Dein Ziel ist es, diese wirklich unschöne Landschaft in etwas Schönes zu verwandeln. Das schaffst
Du aber nur, wenn Du ganz ruhig wirst. Ganz ruhig! Je ruhiger Du wirst, desto mehr füllt sich die
hässliche Landschaft mit blauem Wasser und die Sonne kommt hervor. Dann siehst Du nur noch ein
herrliches Meer mit strahlender Sonne. Aber sobald Du wieder etwas unruhiger wirst, wird die Sonne
weniger strahlen, das Meer verschwinden und die widerlichen Felsen aus dem Wasser ragen. So wirst Du
es lernen alleine, nur auf Dich konzentriert, zu entspannen. Du merkst schon: Anspannung ist gleich
hässliche „Mondlandschaft“ und Entspannung ist ein Meer mit strahlender Sonne.
Jetzt mit dieser Entspannungstechnik deine Angst bekämpfen!
Angststörung – wie kann ich mir selbst helfen?
Bei den kleinen Dingen musst Du selber tätig werden. Es ist wie beim Autofahren. Hast Du kein
Benzin im Tank, fährt das Auto nicht und Du musst tanken. Ist die Autobatterie leer, springt das
Auto nicht an, Du musst die Batterie laden. Aber wenn der Motor kaputt ist, gehst Du in eine
Autowerkstatt, weil dort Menschen sind, die gelernt haben, wie man ein Auto repariert. Genauso
verhält sich das mit Deiner Angststörung. Gehe unbedingt zu einem Facharzt und lass Dir helfen.
Tanken und Laden kannst Du selber. Lebe gesund!
Nicht übermäßig viel rauchen. Besser noch gar nicht rauchen. Nicht übermäßig viel Alkohol trinken. Besser noch gar keinen Alkohol trinken.
Keine Drogen! Gesund essen. Viel Obst und Gemüse. Bewege Dich! Treibe jeden Tag mindestens eine
halbe Stunde Sport und wenn es nur ein zügiges Spazierengehen ist. Sport schüttet Glückshormone
aus und die brauchst Du.
Erlerne autogenes Training und die progressive Muskelentspannung nach Jacobson. In den
Volkshochschulen werden solche Kurse angeboten oder Du kaufst Dir CDs und übst das alleine zuhause.
Schon nach wenigen Malen wirst Du eine unglaubliche Beschwingtheit erleben.

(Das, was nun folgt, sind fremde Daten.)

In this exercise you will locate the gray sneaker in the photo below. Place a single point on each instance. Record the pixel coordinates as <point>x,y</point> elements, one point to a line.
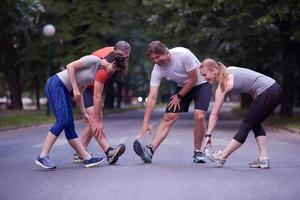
<point>198,157</point>
<point>77,158</point>
<point>45,162</point>
<point>93,161</point>
<point>215,157</point>
<point>264,164</point>
<point>113,154</point>
<point>143,151</point>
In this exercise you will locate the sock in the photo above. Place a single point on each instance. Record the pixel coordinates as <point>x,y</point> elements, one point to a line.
<point>89,157</point>
<point>109,148</point>
<point>150,147</point>
<point>42,155</point>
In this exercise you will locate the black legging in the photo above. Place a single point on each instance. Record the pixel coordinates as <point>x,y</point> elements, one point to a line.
<point>258,111</point>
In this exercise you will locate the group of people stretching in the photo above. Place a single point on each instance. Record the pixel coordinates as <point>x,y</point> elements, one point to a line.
<point>86,78</point>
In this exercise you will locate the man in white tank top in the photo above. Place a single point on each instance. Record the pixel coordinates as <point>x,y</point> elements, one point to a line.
<point>182,66</point>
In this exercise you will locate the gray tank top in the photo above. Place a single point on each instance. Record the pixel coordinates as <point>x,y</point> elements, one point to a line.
<point>86,75</point>
<point>249,82</point>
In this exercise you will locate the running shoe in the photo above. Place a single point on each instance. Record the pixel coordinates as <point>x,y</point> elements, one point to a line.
<point>198,157</point>
<point>215,157</point>
<point>143,151</point>
<point>264,164</point>
<point>77,158</point>
<point>45,162</point>
<point>94,161</point>
<point>113,154</point>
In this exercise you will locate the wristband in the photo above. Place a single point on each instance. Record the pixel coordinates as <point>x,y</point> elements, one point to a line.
<point>179,96</point>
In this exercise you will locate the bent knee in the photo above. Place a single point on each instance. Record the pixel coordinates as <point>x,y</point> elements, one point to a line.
<point>169,117</point>
<point>199,115</point>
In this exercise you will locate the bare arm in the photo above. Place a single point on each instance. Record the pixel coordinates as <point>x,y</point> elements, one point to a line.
<point>152,98</point>
<point>98,92</point>
<point>214,115</point>
<point>97,124</point>
<point>190,83</point>
<point>71,69</point>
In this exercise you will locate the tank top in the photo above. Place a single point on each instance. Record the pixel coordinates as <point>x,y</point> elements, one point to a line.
<point>249,82</point>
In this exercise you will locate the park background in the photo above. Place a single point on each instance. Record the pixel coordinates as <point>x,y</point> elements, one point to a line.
<point>261,35</point>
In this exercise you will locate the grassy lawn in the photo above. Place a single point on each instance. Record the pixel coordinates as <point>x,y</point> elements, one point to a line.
<point>278,121</point>
<point>290,123</point>
<point>21,118</point>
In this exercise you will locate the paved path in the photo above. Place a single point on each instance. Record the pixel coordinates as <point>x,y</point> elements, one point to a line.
<point>172,175</point>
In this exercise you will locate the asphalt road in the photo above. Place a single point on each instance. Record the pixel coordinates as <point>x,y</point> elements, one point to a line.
<point>172,175</point>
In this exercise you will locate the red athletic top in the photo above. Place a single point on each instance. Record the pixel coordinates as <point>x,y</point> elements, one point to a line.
<point>101,75</point>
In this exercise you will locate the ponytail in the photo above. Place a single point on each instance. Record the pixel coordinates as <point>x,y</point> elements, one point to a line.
<point>223,75</point>
<point>223,72</point>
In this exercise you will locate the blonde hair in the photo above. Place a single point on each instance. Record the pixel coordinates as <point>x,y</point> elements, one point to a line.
<point>223,72</point>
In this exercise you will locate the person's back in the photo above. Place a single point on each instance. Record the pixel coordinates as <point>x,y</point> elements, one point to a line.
<point>249,81</point>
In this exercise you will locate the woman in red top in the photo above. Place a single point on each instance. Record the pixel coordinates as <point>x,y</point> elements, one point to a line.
<point>93,103</point>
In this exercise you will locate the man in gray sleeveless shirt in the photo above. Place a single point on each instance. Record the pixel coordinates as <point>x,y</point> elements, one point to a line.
<point>180,65</point>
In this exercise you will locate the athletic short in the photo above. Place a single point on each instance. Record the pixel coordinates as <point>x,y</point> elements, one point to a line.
<point>201,95</point>
<point>88,97</point>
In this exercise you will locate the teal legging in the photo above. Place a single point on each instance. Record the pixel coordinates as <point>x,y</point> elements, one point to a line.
<point>59,101</point>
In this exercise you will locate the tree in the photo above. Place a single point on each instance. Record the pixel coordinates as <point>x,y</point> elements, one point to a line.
<point>17,25</point>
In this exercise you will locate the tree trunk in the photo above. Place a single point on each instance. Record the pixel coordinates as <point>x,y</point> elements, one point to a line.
<point>37,92</point>
<point>12,74</point>
<point>288,74</point>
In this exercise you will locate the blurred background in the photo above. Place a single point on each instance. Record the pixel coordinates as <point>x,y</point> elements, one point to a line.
<point>263,35</point>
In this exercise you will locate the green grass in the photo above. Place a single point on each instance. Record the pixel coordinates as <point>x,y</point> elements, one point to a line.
<point>290,123</point>
<point>278,121</point>
<point>15,118</point>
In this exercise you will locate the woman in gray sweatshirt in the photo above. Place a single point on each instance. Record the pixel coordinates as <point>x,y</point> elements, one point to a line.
<point>265,93</point>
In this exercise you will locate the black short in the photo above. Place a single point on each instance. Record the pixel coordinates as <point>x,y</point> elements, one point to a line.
<point>201,95</point>
<point>88,97</point>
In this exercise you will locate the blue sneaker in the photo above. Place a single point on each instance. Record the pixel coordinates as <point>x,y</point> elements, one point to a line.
<point>143,151</point>
<point>198,157</point>
<point>45,162</point>
<point>93,162</point>
<point>77,158</point>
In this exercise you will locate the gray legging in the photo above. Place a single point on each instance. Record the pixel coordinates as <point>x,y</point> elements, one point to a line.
<point>258,111</point>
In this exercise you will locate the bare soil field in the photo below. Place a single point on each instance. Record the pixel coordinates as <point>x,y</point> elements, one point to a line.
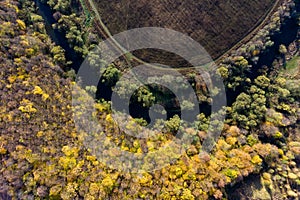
<point>217,25</point>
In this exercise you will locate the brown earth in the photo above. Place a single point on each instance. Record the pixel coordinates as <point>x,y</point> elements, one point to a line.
<point>216,25</point>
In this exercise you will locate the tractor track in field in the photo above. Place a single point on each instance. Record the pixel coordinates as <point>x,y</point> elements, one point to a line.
<point>105,33</point>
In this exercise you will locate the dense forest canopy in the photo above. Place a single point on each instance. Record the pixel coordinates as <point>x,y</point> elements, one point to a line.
<point>43,154</point>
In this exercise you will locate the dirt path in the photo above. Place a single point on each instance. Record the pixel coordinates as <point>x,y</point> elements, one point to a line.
<point>103,30</point>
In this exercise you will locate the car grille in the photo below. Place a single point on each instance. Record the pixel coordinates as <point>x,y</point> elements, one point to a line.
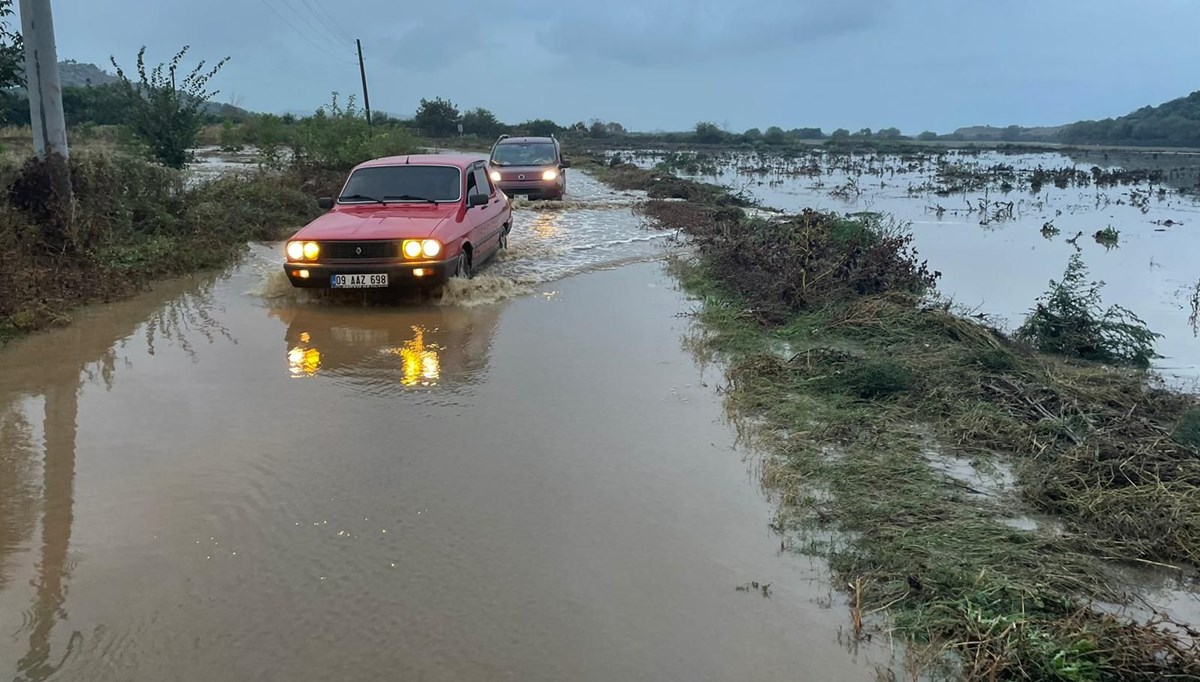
<point>529,177</point>
<point>359,250</point>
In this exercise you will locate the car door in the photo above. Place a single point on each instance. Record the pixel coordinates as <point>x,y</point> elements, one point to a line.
<point>489,219</point>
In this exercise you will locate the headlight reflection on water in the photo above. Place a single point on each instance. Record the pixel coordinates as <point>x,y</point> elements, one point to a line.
<point>304,362</point>
<point>421,364</point>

Und arbeite mit Deiner Angststörung! Spätestens wenn Du zum vierten oder fünften Mal eine
Panikattacke hattest, weißt Du, dass Dir nichts passieren wird. Rein gar nichts! Du wirst wieder
kaum noch Luft bekommen. Dein Herz wird abermals wie wild schlagen.
Dir wird wieder schwindelig. Du wirst wieder wie ein Wasserwerfer schwitzen und das Gefühl haben sterben zu müssen. Aber Du weißt
auch, dass all das vorübergeht und Du nicht sterben musst. Also halte es einfach aus! Begrüße
Deine nächste Panikattacke. „Hallo da bist du ja wieder.
Warst schon lange nicht mehr da- Was ist
denn los? Ich habe aber heute nicht viel Zeit für dich. Aber fünf Minuten gebe ich dir. Tobe dich
ruhig aus…“. Dann lehne Dich zurück und beobachte was mit Dir passiert. Die Angststörung
gehört zu Dir, also akzeptiere sie einfach und wehre Dich nicht gegen sie. Behandle sie wie einen
Freund, für den Du mal was Unangenehmes (zum Beispiel beim Umzug helfen) erledigen musst.
Und sei Dir bewusst, dass Du nicht um Dein Leben fürchten musst. Denke an den griechischen Philosophen
Epikur: „Der Tod geht mich eigentlich nichts an. Denn wenn er da ist, bin ich nicht mehr da, und
solange ich bin, ist er nicht da.“
Raus aus der Angst und rein ins Leben!